Search This Blog

Wednesday, March 21, 2018

Xeon Phi Co-processor Testing, part 1

I won an auction for 12 71S1p xeon phi coprocessor cards.


These are awesome...basically a 61 cores @ ~1.1GHz linux server with on-chip ultra high bandwidth memory in a double wide pcie card package. They're very picky about motherboards and thermals though. The motherboard must have "above 4G decoding" or "large memory BAR support" or something like that. Most supermicro's do, and all of the ASUS WS's seem to. Even then, it's not guaranteed all phis will work. The "p" phis are passively cooled, which means they're really meant for server applications. You can create some cooling fan ducts for them, or buy or 3D print them.
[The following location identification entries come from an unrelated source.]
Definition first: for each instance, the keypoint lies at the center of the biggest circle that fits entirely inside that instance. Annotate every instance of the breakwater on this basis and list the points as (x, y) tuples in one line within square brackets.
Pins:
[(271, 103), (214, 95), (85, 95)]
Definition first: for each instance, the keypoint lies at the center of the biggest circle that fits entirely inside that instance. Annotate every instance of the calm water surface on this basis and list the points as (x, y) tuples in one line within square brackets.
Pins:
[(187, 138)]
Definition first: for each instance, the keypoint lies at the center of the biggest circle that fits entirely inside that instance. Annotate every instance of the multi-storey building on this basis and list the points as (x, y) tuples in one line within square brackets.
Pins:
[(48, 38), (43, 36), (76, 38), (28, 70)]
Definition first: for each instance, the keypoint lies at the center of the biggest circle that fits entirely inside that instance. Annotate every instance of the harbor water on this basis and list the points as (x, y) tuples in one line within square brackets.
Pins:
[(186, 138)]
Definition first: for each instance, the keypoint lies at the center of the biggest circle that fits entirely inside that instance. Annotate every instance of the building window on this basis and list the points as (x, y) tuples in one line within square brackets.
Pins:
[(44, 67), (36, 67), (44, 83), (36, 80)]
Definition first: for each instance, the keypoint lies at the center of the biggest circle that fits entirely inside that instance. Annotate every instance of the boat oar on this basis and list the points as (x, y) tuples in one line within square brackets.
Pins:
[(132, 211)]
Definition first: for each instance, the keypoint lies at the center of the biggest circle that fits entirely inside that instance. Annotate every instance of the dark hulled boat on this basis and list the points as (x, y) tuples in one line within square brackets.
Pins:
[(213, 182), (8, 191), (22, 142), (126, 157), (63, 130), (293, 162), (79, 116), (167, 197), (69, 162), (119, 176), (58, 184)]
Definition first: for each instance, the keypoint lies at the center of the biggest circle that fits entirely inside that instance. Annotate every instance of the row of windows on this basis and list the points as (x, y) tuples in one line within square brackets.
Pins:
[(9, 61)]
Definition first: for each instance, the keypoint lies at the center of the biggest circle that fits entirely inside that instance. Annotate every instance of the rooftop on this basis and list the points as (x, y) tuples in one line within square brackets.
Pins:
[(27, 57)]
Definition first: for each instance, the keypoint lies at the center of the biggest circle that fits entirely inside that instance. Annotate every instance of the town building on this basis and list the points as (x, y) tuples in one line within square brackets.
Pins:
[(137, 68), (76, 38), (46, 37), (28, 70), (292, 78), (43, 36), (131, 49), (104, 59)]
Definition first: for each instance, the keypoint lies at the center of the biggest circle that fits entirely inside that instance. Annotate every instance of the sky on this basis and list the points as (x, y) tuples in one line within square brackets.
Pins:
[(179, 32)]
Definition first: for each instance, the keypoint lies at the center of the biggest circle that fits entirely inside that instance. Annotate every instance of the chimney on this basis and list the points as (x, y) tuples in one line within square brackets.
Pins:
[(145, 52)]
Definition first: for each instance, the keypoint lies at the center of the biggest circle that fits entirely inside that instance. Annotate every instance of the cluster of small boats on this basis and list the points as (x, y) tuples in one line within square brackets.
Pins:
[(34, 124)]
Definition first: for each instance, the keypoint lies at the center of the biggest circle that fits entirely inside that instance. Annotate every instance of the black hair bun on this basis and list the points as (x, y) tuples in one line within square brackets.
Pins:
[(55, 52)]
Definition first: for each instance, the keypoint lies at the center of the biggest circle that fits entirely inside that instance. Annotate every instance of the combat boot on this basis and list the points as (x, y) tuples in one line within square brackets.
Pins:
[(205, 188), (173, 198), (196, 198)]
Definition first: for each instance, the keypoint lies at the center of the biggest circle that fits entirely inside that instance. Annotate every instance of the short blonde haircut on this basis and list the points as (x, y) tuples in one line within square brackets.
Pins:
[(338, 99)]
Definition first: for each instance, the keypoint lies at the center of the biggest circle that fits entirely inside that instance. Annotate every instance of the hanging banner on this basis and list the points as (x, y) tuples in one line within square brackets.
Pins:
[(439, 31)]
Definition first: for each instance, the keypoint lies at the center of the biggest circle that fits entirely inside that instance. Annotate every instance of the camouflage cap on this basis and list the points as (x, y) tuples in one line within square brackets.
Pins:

I tested them with another DL380p G8 (with 2x E5-2690's I later harvested) I had purchased. I bought the complete GPU package (see this post) for it, but the DL380p G8 only supports the 5110p Phi, which has a lower wattage rating than the 71S1p. I hacked (shorted the sense pins) an extra ATX PSU to power them, with the cables coming out of the other PCI riser's slots so I could close the lid.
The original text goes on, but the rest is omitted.